Crate matten_mlprep 

Source
Expand description

matten-mlprep — small, transparent, deterministic preprocessing helpers for matten::Tensor.

This companion crate (RFC-024, RFC-028) prepares numeric tensors for use with external tools. It is not an ML framework: there is no model training, no autograd, no optimizer, and no hidden randomness. Every function is a pure, deterministic transform you can reason about. It depends only on core matten (no default features) — no ndarray, no candle, no rand.

§Convention

All functions operate on rank-2 tensors with rows = samples and columns = features. A non-2D tensor is rejected; there is no silent transposition.

§Functions

use matten::Tensor;
use matten_mlprep::{add_bias_column, standardize_columns, train_test_split};

let x = Tensor::new(vec![1.0, 3.0, 5.0, 7.0], &[4, 1]);
let z = standardize_columns(&x).unwrap();        // zero mean, unit std
let z = add_bias_column(&z).unwrap();            // [4, 2], column 0 = 1.0
let (train, test) = train_test_split(&z, 0.75).unwrap();
assert_eq!(train.shape(), &[3, 2]);
assert_eq!(test.shape(), &[1, 2]);

§Status

Beta. The API may still change. Constant (zero-variance) columns are rejected explicitly by the scalers rather than silently producing a zero column — see MattenMlprepError::ZeroVariance. Dynamic tensors are rejected at every public entry point unconditionally — the guard does not depend on the companion dynamic feature (RFC-031).

§Feature flags

  • dynamic — Compatibility forwarding feature. No longer required for dynamic rejection as of v0.19.1. Dynamic tensors are rejected at companion boundaries regardless of whether this feature is enabled.
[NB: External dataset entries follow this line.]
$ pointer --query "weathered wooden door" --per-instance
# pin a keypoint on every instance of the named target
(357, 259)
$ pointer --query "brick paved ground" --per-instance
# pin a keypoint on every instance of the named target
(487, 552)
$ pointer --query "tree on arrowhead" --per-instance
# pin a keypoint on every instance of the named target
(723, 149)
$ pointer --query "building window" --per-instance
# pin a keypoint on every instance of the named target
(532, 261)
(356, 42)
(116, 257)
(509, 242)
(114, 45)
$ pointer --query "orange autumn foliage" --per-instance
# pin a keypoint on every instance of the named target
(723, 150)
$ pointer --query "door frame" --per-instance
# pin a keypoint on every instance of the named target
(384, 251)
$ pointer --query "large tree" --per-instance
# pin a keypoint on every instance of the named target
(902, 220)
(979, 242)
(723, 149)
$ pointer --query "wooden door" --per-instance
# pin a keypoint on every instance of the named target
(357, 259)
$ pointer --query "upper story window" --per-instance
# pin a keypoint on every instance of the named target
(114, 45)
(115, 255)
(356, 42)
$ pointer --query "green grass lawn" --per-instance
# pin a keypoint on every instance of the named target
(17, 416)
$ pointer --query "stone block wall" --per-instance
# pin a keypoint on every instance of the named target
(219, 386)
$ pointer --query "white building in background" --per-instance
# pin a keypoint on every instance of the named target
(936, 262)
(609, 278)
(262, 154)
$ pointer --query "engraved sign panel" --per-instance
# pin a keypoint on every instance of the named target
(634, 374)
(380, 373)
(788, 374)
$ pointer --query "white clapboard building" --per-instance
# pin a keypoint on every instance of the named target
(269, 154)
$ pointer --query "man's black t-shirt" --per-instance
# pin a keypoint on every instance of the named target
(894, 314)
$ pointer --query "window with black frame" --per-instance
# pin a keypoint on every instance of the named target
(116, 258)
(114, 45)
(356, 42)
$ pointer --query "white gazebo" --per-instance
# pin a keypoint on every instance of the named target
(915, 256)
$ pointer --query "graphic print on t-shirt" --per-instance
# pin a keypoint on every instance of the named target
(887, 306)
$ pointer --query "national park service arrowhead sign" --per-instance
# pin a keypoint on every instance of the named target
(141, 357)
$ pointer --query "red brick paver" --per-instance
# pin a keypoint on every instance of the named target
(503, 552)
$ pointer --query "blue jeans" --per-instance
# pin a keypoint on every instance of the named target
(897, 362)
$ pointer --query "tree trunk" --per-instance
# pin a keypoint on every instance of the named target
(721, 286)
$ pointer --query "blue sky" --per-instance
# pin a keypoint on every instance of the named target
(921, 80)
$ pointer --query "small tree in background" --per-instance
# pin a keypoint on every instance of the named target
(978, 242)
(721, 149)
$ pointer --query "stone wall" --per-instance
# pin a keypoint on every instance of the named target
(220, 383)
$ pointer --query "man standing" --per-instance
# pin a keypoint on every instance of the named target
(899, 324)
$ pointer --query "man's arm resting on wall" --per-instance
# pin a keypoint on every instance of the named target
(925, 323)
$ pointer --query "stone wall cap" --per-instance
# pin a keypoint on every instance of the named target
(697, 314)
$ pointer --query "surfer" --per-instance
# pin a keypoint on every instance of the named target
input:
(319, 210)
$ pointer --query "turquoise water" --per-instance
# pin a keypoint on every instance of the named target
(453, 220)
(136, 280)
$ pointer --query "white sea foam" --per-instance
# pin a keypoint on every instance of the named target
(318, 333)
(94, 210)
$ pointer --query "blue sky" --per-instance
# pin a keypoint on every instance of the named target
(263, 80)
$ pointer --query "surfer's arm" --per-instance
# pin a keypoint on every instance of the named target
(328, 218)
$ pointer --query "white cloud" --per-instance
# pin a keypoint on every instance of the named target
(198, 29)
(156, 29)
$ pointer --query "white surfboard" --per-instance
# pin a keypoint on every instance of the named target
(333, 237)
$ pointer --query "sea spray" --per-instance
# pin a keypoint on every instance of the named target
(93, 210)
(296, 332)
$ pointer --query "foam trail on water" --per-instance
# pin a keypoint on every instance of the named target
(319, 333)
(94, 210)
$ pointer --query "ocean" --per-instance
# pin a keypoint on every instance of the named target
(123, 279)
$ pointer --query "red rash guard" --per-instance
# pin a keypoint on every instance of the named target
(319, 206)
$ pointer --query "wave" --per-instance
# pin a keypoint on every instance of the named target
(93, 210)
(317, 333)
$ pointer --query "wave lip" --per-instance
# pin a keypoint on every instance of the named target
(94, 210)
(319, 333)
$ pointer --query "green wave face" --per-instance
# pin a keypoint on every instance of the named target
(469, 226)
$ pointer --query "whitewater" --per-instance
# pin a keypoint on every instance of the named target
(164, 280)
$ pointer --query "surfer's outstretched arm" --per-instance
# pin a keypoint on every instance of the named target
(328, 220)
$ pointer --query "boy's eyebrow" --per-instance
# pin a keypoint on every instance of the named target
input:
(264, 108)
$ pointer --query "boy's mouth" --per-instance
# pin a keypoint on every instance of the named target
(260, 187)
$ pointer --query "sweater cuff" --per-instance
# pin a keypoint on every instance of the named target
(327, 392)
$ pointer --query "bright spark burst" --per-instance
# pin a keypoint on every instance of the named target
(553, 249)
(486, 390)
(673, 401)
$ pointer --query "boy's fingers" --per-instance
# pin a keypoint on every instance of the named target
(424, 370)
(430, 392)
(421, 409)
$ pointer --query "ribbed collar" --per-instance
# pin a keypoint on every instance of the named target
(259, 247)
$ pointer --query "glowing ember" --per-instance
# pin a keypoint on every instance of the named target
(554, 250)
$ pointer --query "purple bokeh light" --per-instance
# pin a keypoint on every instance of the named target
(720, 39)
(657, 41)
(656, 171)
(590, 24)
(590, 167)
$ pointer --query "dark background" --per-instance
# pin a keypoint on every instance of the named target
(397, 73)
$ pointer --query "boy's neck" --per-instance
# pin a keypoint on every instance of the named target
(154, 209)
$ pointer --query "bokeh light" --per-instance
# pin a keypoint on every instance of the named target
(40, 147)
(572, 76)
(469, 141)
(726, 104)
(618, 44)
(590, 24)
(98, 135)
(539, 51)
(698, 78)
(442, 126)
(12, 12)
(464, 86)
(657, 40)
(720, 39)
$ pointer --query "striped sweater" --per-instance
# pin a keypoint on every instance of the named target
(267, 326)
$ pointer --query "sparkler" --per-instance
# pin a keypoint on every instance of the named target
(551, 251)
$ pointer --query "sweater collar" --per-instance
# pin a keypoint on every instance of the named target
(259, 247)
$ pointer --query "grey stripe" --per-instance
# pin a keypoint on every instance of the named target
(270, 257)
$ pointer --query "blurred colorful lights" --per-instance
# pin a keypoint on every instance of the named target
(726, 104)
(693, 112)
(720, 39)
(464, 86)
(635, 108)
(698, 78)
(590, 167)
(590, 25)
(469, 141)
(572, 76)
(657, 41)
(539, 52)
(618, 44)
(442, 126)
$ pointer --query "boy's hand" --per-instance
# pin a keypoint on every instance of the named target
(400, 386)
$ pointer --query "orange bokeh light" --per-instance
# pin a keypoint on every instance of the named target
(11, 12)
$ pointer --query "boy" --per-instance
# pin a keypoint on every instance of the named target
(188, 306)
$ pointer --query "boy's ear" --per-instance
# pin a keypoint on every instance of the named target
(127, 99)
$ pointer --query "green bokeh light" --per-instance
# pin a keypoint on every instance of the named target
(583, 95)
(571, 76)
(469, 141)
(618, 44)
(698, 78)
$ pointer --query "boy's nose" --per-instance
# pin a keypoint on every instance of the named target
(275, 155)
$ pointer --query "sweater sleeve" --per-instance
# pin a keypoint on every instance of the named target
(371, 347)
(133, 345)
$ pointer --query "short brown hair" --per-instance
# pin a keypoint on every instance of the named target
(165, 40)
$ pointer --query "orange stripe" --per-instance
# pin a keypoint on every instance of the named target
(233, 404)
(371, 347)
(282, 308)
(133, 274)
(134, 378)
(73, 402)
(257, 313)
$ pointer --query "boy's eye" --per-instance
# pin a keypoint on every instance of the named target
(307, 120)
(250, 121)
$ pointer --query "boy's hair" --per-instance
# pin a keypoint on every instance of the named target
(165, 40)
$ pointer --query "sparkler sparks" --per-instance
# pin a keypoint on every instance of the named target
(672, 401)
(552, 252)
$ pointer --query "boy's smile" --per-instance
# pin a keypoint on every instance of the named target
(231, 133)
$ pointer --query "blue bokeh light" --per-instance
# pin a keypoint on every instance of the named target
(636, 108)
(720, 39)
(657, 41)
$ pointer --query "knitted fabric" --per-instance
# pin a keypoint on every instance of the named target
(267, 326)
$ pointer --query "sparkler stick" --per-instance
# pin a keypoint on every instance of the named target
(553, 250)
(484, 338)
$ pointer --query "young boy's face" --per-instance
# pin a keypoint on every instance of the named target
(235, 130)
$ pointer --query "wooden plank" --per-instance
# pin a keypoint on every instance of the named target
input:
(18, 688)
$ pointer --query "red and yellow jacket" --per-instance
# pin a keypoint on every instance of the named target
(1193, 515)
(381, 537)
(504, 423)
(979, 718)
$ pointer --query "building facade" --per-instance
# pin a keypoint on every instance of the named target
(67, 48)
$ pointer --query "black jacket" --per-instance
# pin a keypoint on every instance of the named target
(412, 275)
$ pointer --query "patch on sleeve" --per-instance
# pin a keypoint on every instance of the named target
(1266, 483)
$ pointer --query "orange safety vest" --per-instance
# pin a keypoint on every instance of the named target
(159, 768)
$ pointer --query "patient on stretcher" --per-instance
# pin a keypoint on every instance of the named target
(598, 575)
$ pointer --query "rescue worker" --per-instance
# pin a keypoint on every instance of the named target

Reconsider removal no earlier than v0.20.0.

Enums§

MattenMlprepError
Errors produced by matten-mlprep preprocessing functions.

Functions§

add_bias_column
Prepends a constant 1.0 bias column: [n, m] -> [n, m+1].
minmax_scale_columns
Scales each column to the [0, 1] range: out[i,j] = (x[i,j] - min_j) / (max_j - min_j).
standardize_columns
Standardizes each column to zero mean and unit (population) standard deviation: out[i,j] = (x[i,j] - mean_j) / std_j.
train_test_split
Splits the rows of a 2D tensor into (train, test) by an ordered, deterministic partition — no shuffling.